LatinaLista — The power of political action committees is fierce. One has only to look at the Tea Party to see what happens when determination sets in to elect only like-minded candidates.
That’s why news today that a new political action committee was being formed with another laser-specific agenda caught most people off guard.
Former Rep. Tom Tancredo (R-Colo.) has filed the paperwork for a “super” political action committee that can raise unlimited donations to spend for candidates that oppose illegal immigration.
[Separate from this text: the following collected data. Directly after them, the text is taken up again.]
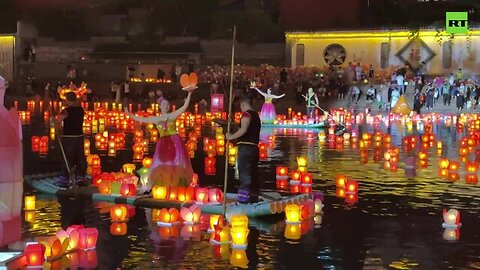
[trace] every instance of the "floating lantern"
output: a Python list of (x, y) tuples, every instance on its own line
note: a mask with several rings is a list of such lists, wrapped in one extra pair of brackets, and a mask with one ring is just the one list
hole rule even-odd
[(171, 227), (179, 223), (178, 219), (180, 217), (180, 212), (175, 208), (166, 209), (163, 208), (160, 210), (157, 225), (164, 227)]
[(208, 232), (214, 232), (215, 226), (223, 227), (223, 216), (210, 215)]
[(127, 234), (127, 223), (125, 222), (114, 222), (110, 225), (110, 234), (121, 236)]
[(313, 200), (308, 199), (302, 203), (300, 209), (300, 219), (307, 220), (315, 214), (315, 203)]
[(443, 209), (443, 228), (455, 229), (462, 226), (460, 212), (456, 209)]
[(120, 190), (122, 188), (122, 183), (120, 182), (110, 182), (110, 193), (115, 195), (120, 195)]
[(177, 187), (168, 188), (168, 200), (175, 201), (177, 199)]
[(465, 168), (469, 173), (476, 173), (478, 171), (478, 164), (476, 162), (469, 161), (465, 163)]
[(91, 158), (92, 167), (100, 167), (100, 157), (98, 155), (93, 155)]
[(199, 204), (208, 203), (208, 189), (207, 188), (196, 188), (195, 189), (195, 201)]
[(478, 184), (478, 175), (477, 174), (467, 174), (465, 175), (465, 183), (469, 185)]
[(428, 158), (428, 153), (426, 151), (420, 151), (418, 152), (418, 158), (420, 160), (425, 160)]
[(300, 184), (300, 179), (302, 177), (302, 173), (300, 171), (292, 171), (290, 173), (290, 183)]
[(335, 184), (337, 188), (345, 188), (345, 183), (347, 182), (347, 176), (345, 175), (337, 175), (335, 178)]
[(110, 182), (102, 181), (100, 185), (98, 185), (98, 192), (100, 194), (110, 194), (111, 193)]
[(97, 244), (98, 230), (96, 228), (81, 228), (78, 247), (83, 250), (94, 249)]
[(216, 163), (215, 157), (205, 158), (205, 167), (215, 167), (215, 163)]
[(142, 165), (143, 165), (144, 168), (150, 168), (150, 166), (152, 165), (152, 162), (153, 162), (152, 158), (145, 157), (142, 160)]
[(458, 155), (460, 156), (467, 156), (470, 151), (468, 150), (468, 147), (466, 146), (461, 146), (458, 148)]
[(246, 215), (233, 215), (230, 217), (232, 227), (248, 227), (248, 217)]
[(221, 112), (223, 111), (223, 94), (212, 94), (211, 95), (211, 103), (210, 103), (210, 111), (211, 112)]
[(135, 169), (136, 169), (135, 164), (129, 164), (129, 163), (127, 163), (127, 164), (124, 164), (124, 165), (122, 166), (122, 170), (123, 170), (124, 172), (126, 172), (126, 173), (133, 173), (133, 171), (135, 171)]
[(347, 180), (345, 183), (345, 191), (347, 194), (353, 194), (358, 192), (358, 182), (355, 180)]
[(448, 169), (448, 165), (450, 164), (450, 161), (446, 158), (441, 158), (439, 161), (438, 161), (438, 165), (440, 166), (440, 168), (442, 169)]
[(120, 187), (120, 195), (122, 196), (135, 196), (137, 189), (134, 184), (123, 183)]
[(177, 187), (177, 200), (180, 202), (190, 202), (195, 196), (193, 187)]
[(302, 185), (303, 186), (311, 186), (313, 182), (313, 176), (309, 173), (304, 173), (302, 175)]
[(127, 221), (128, 209), (125, 205), (114, 205), (110, 209), (110, 218), (112, 222), (125, 222)]
[(450, 171), (457, 171), (460, 168), (460, 164), (457, 161), (450, 161), (448, 169)]
[(307, 167), (307, 158), (304, 156), (297, 157), (298, 167)]
[(28, 268), (42, 269), (45, 262), (45, 247), (39, 243), (27, 244), (24, 250)]
[(157, 200), (165, 200), (168, 198), (168, 187), (162, 186), (153, 186), (152, 188), (152, 196), (154, 199)]
[(45, 257), (47, 260), (54, 260), (62, 256), (68, 248), (68, 238), (64, 239), (64, 244), (56, 236), (42, 238), (40, 243), (45, 246)]
[(196, 204), (190, 207), (182, 207), (180, 209), (180, 216), (183, 222), (188, 225), (197, 224), (200, 222), (201, 209)]
[(230, 228), (215, 226), (215, 231), (210, 238), (210, 243), (213, 245), (221, 245), (230, 243)]
[(211, 203), (221, 203), (223, 201), (223, 193), (218, 188), (211, 188), (208, 190), (208, 200)]
[(233, 226), (230, 229), (230, 236), (232, 238), (232, 247), (234, 249), (246, 249), (247, 237), (250, 230), (247, 227)]
[(244, 249), (233, 249), (230, 255), (230, 264), (242, 269), (248, 268), (248, 257)]
[(298, 240), (302, 236), (301, 224), (287, 224), (285, 227), (285, 238), (290, 240)]
[(438, 170), (438, 175), (441, 177), (447, 178), (448, 177), (448, 169), (439, 169)]
[(297, 204), (289, 204), (285, 207), (286, 222), (288, 224), (300, 223), (300, 206)]
[(279, 178), (288, 178), (288, 167), (286, 166), (277, 166), (275, 169), (276, 177)]
[(25, 196), (25, 210), (35, 210), (35, 195)]
[(345, 196), (345, 203), (348, 205), (354, 205), (358, 202), (358, 194), (347, 194)]

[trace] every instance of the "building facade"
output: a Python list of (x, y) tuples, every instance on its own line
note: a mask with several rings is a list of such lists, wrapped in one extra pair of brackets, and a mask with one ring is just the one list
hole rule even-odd
[(480, 28), (468, 34), (449, 35), (435, 29), (322, 31), (286, 33), (286, 61), (291, 67), (349, 62), (389, 70), (408, 65), (417, 69), (426, 63), (428, 74), (445, 75), (462, 68), (480, 73)]

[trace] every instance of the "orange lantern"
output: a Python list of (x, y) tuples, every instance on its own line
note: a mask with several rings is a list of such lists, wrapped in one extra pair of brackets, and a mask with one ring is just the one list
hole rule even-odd
[(450, 172), (448, 174), (448, 179), (452, 182), (456, 182), (460, 179), (460, 175), (456, 172)]
[(121, 236), (127, 234), (127, 223), (125, 222), (114, 222), (110, 225), (110, 234)]
[(199, 204), (208, 203), (208, 189), (197, 187), (195, 189), (195, 202)]
[(92, 161), (92, 163), (91, 163), (92, 167), (100, 167), (100, 157), (99, 156), (93, 155), (91, 161)]
[(428, 158), (428, 153), (426, 151), (420, 151), (418, 152), (418, 158), (420, 160), (425, 160)]
[(170, 201), (175, 201), (177, 199), (177, 187), (169, 187), (168, 188), (168, 199)]
[(110, 208), (110, 218), (113, 222), (125, 222), (128, 220), (128, 209), (125, 205), (118, 204)]
[(169, 197), (168, 193), (168, 187), (153, 186), (152, 188), (152, 196), (157, 200), (166, 200)]
[(137, 189), (134, 184), (123, 183), (120, 188), (120, 194), (122, 196), (135, 196)]
[(422, 167), (422, 168), (426, 168), (426, 167), (428, 166), (428, 161), (425, 160), (425, 159), (420, 159), (420, 160), (418, 161), (418, 165), (419, 165), (420, 167)]
[(448, 169), (450, 171), (457, 171), (460, 168), (460, 164), (457, 161), (450, 161)]
[(182, 207), (180, 209), (180, 216), (185, 224), (197, 224), (200, 222), (201, 209), (196, 204), (192, 204), (190, 207)]
[(461, 146), (461, 147), (458, 148), (458, 154), (459, 154), (460, 156), (467, 156), (468, 153), (469, 153), (468, 147), (466, 147), (466, 146)]
[(345, 188), (346, 182), (347, 182), (347, 176), (342, 174), (337, 175), (335, 179), (335, 185), (337, 186), (337, 188)]
[(345, 183), (345, 189), (347, 194), (354, 194), (358, 192), (358, 182), (355, 180), (347, 180)]
[(449, 163), (450, 163), (450, 161), (448, 161), (448, 159), (446, 159), (446, 158), (441, 158), (441, 159), (438, 161), (438, 165), (439, 165), (440, 168), (442, 168), (442, 169), (448, 169)]
[(177, 187), (177, 200), (180, 202), (190, 202), (194, 195), (195, 190), (192, 187)]
[(438, 170), (438, 175), (447, 178), (448, 177), (448, 169), (439, 169)]
[(345, 203), (349, 205), (358, 203), (358, 194), (347, 194), (345, 196)]
[(338, 198), (345, 198), (345, 195), (346, 195), (345, 189), (337, 188), (335, 192), (335, 196), (337, 196)]
[(142, 160), (142, 165), (143, 165), (144, 168), (150, 168), (150, 166), (152, 165), (152, 162), (153, 162), (152, 158), (145, 157)]
[(39, 243), (27, 244), (24, 254), (29, 268), (42, 268), (45, 262), (45, 246)]
[(467, 174), (465, 175), (465, 183), (469, 185), (478, 184), (478, 176), (476, 174)]
[(175, 208), (166, 209), (163, 208), (160, 210), (157, 225), (170, 227), (172, 225), (178, 224), (178, 219), (180, 213)]
[(100, 185), (98, 186), (98, 192), (100, 194), (110, 194), (111, 193), (110, 182), (107, 182), (107, 181), (100, 182)]
[(206, 157), (205, 166), (206, 167), (215, 167), (216, 159), (215, 157)]
[(210, 215), (208, 232), (214, 232), (216, 226), (224, 227), (222, 215)]
[(467, 169), (468, 173), (477, 173), (478, 164), (473, 161), (468, 161), (467, 163), (465, 163), (465, 168)]

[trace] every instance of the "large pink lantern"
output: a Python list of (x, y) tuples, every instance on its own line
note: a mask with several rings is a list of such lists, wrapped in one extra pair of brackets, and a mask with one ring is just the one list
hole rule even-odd
[(212, 94), (210, 111), (211, 112), (223, 111), (223, 94)]

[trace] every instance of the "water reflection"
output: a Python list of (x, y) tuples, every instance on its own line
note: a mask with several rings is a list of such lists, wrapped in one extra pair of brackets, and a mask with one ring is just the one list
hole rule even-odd
[[(415, 125), (409, 129), (399, 124), (387, 127), (384, 122), (377, 127), (362, 124), (353, 128), (358, 130), (359, 137), (367, 131), (390, 134), (391, 146), (399, 147), (406, 135), (419, 134), (422, 129)], [(276, 190), (277, 165), (295, 168), (295, 158), (307, 156), (308, 171), (315, 179), (313, 189), (325, 194), (325, 214), (307, 224), (310, 230), (303, 231), (300, 226), (301, 237), (297, 240), (285, 236), (287, 228), (283, 221), (257, 222), (255, 227), (250, 228), (246, 256), (242, 252), (233, 252), (229, 246), (210, 245), (209, 234), (205, 231), (197, 235), (194, 228), (157, 227), (150, 222), (150, 210), (144, 209), (136, 209), (135, 216), (126, 224), (124, 235), (112, 235), (108, 216), (110, 205), (65, 198), (59, 198), (57, 202), (55, 197), (45, 196), (37, 196), (35, 221), (30, 218), (24, 223), (24, 238), (51, 235), (58, 228), (77, 222), (96, 227), (100, 232), (97, 244), (99, 269), (226, 269), (231, 267), (232, 256), (250, 269), (257, 266), (265, 269), (473, 267), (480, 263), (480, 232), (476, 226), (480, 224), (480, 198), (476, 196), (479, 187), (467, 185), (464, 181), (452, 183), (438, 177), (440, 158), (458, 160), (458, 139), (461, 136), (454, 126), (435, 124), (432, 130), (443, 142), (441, 154), (433, 147), (427, 151), (426, 168), (409, 169), (406, 165), (418, 163), (416, 152), (405, 153), (402, 150), (397, 172), (383, 169), (386, 150), (383, 145), (363, 149), (365, 157), (360, 157), (359, 149), (353, 143), (320, 143), (318, 131), (262, 130), (262, 140), (269, 145), (268, 157), (260, 164), (263, 188)], [(310, 133), (313, 133), (314, 140), (312, 135), (308, 135)], [(273, 138), (274, 143), (271, 144)], [(25, 143), (28, 144), (29, 140)], [(216, 160), (216, 175), (205, 176), (202, 148), (199, 140), (199, 151), (192, 160), (200, 183), (219, 186), (223, 181), (224, 157)], [(32, 171), (55, 168), (58, 160), (50, 159), (51, 153), (41, 159), (28, 157), (25, 167)], [(128, 151), (119, 153), (115, 162), (103, 157), (104, 170), (118, 171), (129, 159), (131, 153)], [(367, 162), (364, 162), (365, 159)], [(237, 184), (233, 180), (234, 173), (231, 167), (231, 191), (235, 191)], [(338, 174), (345, 174), (359, 182), (358, 196), (350, 198), (355, 203), (347, 200), (345, 190), (343, 196), (337, 197), (341, 195), (335, 184)], [(463, 166), (459, 174), (463, 179)], [(283, 191), (288, 193), (289, 190), (290, 186), (286, 184)], [(443, 208), (461, 211), (464, 224), (461, 235), (442, 228)]]

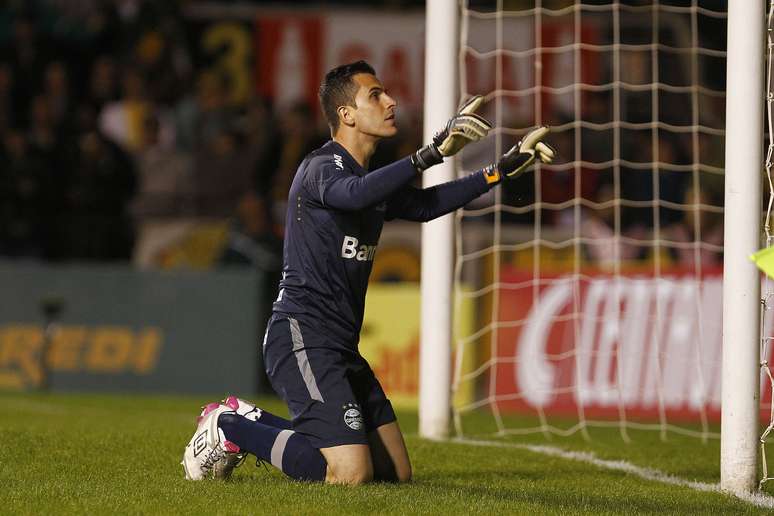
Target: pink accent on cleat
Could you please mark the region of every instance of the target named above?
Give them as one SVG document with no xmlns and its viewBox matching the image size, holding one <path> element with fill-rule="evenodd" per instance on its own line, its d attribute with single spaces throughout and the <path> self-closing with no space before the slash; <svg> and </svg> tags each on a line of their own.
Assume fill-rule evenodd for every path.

The super PAC is calling itself the American Legacy Alliance. The website flashes a series of questions alongside pictures of white families and children, asking such things as “Will they have use for English in their own country?” and “Fight to preserve your legacy to them” — flashed alongside a picture of a white family.
The website makes it clear that “something and someone” is causing the downfall of the American economy and society. The not so subtle question about English directs the reader as to who to blame.
The ignorance of Tancredo on just how much Latino immigrants, undocumented or otherwise, contribute and have always contributed to our economy is mind-blowing. The sad part is that Tancredo fully believes his own distortions of facts that he has been regurgitating for several years to get people on his side.
If people only knew just how much Latino immigrants contribute to the US economy.
Just today IBISWorld, a nationally recognized independent source of industry and market research, released a report showing that the Latino demographic — of which the undocumented comprise a sizeable portion — are contributing to the profitability of seven specific industry sectors.
By 2016, the Hispanic demographic will comprise 17.8 percent of US residents and, while the nation’s buying power is projected to grow 27.5 percent to $14.7 trillion, the Hispanic population’s buying power is forecast to grow a whopping 48.1 percent to $1.6 trillion.
Hispanics are major purchasers of children’s and infants’ clothing, accounting for about 19.2 percent of industry sales in 2011.
Hispanic men spend 7.0 percent more than non-Hispanic men on clothing on a per capita basis.
Hispanics are 7.0 percent more likely than the general population to own a smartphone, download music online, utilize mobile video, use e-mail and send or receive text messages.
By 2016, Hispanics will contribute roughly $14.0 billion to the car and automobile manufacturing industry, representing annualized growth of 7.4 percent from 2011 to 2016.
Restaurants across all food types have also benefited from the growing Hispanic population. Social factors, such as the tendency to dine out with the entire family, give this group a substantial 11.4 percent share of the single location full-service restaurants industry.
From 2011 to 2016, Hispanic contribution to the credit card processing and money transferring industries will grow at an annualized rate of 7.2 percent, faster than the industry’s revenue growth.
From these statistical facts and projections, it’s clear the role of Latinos, regardless of citizenship, is and will continue to be a vital component on strengthening the health of the US economy.
Unfortunately, if Tancredo and others like have their way, the American people will never know the truth — until it proves to be too late for our economy.